Kunstliebende Schriftsteller und Illustratoren, die es vermochten, vielfältige Stimmungen in ihre Geschichten und Bilder hineinzulegen, wie es die Originale konnten. Verleger, Mitherausgeber und Lektoren, denen es genau wie mir am Herzen lag, den Bildern einer Ausstellung neue Blickwinkel abzugewinnen.

Herausgekommen ist eine Hommage an zwei großartige Künstler und deren Werke, die sich nun in all ihrer Vielfalt vor uns ausbreitet und zum Lesen, Betrachten und Lauschen einlädt.

Wer in den Genuss einer musikalischen Untermalung zur Lektüre kommen möchte, dem seien die vielen unterschiedlichen Interpretationen ans Herz gelegt – eine Liste gibt es am Ende dieses Werkes –, die über die Jahrzehnte hinweg entstanden.

Wir möchten uns bei allen Beteiligten bedanken, die dieses Buch möglich gemacht haben. Jedes noch so kleine Puzzleteil hat uns geholfen, die Anthologie zur Veröffentlichung zu führen.

Getreu Modest Mussorgskis Motto »Die Kunst ist kein Selbstzweck, sondern ein Mittel für das Gespräch mit den Menschen«, wünschen wir viel Freude mit diesem Werk.
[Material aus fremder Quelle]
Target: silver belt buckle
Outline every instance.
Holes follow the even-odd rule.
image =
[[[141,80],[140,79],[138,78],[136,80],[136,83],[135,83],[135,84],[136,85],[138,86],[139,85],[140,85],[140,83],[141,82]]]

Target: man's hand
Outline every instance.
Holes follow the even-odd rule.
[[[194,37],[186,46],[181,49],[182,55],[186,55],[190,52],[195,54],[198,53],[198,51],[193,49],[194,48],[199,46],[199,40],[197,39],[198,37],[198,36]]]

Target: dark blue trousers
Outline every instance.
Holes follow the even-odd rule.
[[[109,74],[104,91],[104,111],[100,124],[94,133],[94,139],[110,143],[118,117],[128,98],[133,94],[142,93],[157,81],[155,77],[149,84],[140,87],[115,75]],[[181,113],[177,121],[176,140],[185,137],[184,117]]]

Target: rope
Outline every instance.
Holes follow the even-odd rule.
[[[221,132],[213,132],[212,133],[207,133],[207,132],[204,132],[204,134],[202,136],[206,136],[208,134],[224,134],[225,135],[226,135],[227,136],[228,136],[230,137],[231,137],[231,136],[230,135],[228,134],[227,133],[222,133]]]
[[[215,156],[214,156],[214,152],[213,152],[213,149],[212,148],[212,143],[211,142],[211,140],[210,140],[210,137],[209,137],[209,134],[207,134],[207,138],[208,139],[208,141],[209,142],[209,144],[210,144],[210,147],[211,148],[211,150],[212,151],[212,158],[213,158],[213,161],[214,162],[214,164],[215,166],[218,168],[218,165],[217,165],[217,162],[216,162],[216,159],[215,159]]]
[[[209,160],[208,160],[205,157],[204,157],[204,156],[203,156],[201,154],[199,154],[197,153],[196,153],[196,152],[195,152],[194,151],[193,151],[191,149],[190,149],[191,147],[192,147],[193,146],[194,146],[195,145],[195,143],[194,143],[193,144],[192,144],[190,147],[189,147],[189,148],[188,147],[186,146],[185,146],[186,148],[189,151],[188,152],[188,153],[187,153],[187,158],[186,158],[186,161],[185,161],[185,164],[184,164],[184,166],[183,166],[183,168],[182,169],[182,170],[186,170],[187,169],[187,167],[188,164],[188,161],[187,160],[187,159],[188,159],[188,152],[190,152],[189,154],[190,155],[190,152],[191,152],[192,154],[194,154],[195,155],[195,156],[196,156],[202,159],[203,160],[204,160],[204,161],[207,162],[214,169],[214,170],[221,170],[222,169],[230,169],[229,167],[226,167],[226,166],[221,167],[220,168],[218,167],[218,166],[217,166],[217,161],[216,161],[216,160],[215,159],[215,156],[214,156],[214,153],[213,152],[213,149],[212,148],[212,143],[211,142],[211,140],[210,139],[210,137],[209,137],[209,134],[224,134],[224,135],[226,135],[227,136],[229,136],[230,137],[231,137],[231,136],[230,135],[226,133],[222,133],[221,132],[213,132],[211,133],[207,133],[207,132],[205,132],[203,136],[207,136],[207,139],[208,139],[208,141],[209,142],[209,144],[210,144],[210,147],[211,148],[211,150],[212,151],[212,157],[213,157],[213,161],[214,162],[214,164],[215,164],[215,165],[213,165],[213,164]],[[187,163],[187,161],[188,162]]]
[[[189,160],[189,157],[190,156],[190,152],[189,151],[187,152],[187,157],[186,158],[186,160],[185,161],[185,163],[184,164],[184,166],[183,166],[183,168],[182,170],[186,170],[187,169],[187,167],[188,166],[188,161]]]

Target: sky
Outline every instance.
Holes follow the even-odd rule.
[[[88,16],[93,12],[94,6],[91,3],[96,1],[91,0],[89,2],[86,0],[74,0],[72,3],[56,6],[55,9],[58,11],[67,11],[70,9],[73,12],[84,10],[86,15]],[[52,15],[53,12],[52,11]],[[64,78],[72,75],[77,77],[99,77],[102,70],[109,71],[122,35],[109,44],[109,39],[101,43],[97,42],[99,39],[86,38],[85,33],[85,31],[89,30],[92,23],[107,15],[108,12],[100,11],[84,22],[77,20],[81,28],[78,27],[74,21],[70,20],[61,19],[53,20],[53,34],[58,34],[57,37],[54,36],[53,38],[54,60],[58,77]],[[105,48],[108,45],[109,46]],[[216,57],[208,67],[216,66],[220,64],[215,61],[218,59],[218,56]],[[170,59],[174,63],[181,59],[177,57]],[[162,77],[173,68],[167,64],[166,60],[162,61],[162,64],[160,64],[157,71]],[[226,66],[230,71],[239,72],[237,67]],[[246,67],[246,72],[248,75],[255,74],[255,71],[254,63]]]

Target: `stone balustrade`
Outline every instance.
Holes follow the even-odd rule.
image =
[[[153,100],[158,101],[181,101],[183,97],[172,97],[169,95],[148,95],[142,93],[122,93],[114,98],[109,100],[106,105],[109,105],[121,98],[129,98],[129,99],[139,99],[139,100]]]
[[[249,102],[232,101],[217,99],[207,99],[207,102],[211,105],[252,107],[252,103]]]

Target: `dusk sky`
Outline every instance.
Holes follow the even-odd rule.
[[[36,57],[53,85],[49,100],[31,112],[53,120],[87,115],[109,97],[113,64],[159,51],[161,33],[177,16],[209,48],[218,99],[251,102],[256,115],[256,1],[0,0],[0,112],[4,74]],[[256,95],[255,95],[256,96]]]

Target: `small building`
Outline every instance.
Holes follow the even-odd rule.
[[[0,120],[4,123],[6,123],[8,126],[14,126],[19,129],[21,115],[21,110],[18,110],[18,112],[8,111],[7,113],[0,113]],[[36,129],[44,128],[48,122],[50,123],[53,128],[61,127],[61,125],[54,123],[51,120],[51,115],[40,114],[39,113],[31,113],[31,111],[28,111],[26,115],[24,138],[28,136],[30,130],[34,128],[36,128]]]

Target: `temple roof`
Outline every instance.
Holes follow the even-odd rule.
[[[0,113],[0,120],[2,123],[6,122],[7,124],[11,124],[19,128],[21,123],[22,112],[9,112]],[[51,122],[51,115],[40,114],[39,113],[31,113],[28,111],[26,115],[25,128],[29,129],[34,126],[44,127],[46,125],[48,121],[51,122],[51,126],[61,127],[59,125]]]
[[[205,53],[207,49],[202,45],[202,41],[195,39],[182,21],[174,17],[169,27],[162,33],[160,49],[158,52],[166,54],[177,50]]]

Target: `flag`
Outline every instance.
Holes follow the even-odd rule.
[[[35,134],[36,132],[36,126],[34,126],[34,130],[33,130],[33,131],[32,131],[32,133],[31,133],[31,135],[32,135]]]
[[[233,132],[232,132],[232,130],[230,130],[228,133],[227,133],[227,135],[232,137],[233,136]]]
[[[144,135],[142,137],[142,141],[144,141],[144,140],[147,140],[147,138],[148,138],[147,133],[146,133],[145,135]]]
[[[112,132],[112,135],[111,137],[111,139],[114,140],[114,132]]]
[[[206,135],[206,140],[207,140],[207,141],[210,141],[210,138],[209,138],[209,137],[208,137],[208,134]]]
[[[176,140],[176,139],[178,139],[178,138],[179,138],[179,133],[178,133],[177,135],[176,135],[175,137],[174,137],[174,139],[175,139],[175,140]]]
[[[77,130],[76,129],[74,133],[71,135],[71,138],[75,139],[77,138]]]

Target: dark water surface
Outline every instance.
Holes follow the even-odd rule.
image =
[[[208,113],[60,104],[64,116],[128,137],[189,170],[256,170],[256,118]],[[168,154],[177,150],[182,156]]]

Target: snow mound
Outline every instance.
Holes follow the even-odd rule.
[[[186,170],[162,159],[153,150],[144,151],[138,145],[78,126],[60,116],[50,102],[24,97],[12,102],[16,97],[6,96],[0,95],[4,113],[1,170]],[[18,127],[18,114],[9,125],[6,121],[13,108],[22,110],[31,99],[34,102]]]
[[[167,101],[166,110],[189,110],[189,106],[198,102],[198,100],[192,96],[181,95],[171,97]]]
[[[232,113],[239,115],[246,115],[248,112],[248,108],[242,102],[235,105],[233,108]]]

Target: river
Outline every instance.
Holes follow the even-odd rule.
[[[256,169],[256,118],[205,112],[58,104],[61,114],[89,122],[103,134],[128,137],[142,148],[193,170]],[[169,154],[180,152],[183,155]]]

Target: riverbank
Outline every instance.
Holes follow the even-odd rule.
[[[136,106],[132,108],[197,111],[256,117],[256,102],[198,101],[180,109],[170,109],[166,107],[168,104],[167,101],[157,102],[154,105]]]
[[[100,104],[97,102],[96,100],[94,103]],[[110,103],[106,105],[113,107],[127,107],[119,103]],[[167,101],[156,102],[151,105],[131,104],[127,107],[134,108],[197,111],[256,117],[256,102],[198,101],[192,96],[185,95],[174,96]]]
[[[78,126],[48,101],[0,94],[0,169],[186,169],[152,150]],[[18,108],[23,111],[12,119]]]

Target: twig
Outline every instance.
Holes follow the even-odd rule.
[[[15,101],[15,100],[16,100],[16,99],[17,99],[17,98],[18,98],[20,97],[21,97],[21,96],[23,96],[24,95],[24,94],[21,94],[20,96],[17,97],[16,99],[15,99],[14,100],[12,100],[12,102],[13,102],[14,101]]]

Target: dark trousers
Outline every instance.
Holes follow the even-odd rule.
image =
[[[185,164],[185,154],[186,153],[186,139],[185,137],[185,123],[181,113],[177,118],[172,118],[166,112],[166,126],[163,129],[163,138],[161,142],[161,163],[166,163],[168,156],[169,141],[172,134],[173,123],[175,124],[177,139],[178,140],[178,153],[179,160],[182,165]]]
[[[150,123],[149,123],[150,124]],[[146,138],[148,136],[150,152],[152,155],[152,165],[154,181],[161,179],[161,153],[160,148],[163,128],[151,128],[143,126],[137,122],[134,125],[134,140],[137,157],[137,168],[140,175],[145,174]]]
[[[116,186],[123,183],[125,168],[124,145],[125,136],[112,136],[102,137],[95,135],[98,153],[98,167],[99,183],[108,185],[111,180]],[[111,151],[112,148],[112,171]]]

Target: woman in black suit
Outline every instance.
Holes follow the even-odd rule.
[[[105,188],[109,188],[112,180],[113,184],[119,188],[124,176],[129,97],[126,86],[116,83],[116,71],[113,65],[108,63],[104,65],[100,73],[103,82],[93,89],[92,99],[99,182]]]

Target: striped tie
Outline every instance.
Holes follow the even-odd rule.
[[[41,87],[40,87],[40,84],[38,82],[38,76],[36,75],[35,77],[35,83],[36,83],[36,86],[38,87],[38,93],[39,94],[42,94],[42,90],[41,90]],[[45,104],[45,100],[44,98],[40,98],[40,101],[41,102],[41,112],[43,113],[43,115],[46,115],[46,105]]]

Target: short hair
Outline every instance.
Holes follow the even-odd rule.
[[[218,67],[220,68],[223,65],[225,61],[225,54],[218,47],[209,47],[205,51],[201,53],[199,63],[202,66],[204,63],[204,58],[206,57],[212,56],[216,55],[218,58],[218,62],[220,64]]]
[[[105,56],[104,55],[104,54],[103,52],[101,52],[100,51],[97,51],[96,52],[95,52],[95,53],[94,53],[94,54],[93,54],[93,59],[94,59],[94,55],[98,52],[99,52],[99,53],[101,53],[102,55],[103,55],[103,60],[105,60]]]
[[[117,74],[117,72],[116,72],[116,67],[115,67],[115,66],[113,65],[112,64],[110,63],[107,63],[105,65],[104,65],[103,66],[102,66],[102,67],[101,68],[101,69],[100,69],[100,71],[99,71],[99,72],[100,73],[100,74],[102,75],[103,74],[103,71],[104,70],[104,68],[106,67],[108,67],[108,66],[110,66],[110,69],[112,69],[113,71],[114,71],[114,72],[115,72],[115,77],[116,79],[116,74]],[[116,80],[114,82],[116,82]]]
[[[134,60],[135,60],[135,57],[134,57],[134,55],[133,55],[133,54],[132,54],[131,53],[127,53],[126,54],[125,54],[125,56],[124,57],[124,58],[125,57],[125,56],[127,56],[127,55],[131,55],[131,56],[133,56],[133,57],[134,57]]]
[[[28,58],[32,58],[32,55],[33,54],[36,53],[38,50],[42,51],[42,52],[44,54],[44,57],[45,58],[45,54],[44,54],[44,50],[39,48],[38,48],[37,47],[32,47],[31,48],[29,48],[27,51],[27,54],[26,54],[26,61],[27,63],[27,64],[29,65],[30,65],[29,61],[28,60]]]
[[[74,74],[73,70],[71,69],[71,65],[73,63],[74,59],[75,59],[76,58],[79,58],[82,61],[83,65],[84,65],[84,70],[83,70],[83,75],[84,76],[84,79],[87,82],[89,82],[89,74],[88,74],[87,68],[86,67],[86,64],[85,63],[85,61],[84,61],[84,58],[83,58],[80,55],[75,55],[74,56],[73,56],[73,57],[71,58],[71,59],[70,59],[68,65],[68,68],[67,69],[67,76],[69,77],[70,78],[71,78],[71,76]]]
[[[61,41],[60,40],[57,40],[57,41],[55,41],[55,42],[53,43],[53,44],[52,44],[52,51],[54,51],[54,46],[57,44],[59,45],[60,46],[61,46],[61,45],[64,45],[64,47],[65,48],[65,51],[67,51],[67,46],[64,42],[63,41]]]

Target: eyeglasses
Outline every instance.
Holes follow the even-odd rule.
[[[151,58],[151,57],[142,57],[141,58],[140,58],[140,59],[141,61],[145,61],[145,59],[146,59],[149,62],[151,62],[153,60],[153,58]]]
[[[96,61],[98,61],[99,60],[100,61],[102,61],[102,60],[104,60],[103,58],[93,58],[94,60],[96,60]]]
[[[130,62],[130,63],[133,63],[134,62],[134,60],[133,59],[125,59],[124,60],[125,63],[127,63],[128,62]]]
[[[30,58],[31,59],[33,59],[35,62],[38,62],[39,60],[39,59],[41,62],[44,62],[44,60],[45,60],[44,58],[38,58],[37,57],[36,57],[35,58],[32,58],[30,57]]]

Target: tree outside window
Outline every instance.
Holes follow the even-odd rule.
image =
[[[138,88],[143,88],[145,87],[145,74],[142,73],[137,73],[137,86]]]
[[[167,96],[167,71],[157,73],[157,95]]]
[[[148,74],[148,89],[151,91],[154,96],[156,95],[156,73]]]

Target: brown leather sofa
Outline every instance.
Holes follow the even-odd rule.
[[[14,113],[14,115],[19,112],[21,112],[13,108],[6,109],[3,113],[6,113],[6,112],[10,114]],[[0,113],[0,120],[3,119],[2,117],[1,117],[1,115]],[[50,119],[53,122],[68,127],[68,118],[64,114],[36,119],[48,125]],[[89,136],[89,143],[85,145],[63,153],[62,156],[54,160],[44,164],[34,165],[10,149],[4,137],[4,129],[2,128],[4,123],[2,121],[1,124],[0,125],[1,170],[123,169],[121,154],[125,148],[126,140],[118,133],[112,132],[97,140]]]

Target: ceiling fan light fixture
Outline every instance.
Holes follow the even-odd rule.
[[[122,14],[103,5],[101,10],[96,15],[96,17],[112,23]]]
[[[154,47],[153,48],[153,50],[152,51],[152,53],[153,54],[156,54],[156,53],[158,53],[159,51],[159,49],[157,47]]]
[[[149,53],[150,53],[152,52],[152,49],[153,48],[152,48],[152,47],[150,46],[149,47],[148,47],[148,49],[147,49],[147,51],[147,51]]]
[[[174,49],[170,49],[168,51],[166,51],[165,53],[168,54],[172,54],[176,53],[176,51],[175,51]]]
Gerd Scherm: Das Matrjoschka-Projekt

Als Modest Mussorgski zu Ehren seines verstorbenen Freundes Viktor Hartmann die Komposition »Bilder einer Ausstellung« schuf, konnte weder er noch jemand anderer ahnen, welche Auswirkungen dieses Werk haben würde. Im Lauf der Zeit wurde daraus ein weltumspannendes »work in progress«, ein Kunstwerk, das ständig weiterentwickelt wird. 1971 veröffentlichte die Classic-Rock-Formation »Emerson, Lake and Palmer« ihr Live-Album »Pictures at an Exhibition«, und dies löste einen Dammbruch aus, eine kreative Flut, Werk um Werk entstand und knüpfte an die Vorläufer an.

1975 veröffentlichten Philipp Corner und KP Brehmer eine weitere Bearbeitung, die sie als »Pictures of Pictures« bezeichneten und die sowohl auf Mussorgski als auch Wassily Kandinsky basierte. Darauf aufbauend schuf KP Brehmer eine Art der visuellen Umsetzung mithilfe eines Sonografen und nannte sie »Pictures of Pictures from Pictures«. Philipp Corner setzte diese Bilder wiederum (1975–1979) in Musik um und kommt so zu seiner Werkbezeichnung »Pictures of Pictures from Pictures of Pictures«. Aus einer Gedächtnisausstellung mit anschließender musikalischer Hommage im Jahr 1874 war ein Matrjoschka-Projekt geworden: Die Puppe in der Puppe in der Puppe in der Puppe … Jede und jeder fügte und fügt seit nahezu hundertfünfzig Jahren das Seine hinzu und spinnt den Faden weiter.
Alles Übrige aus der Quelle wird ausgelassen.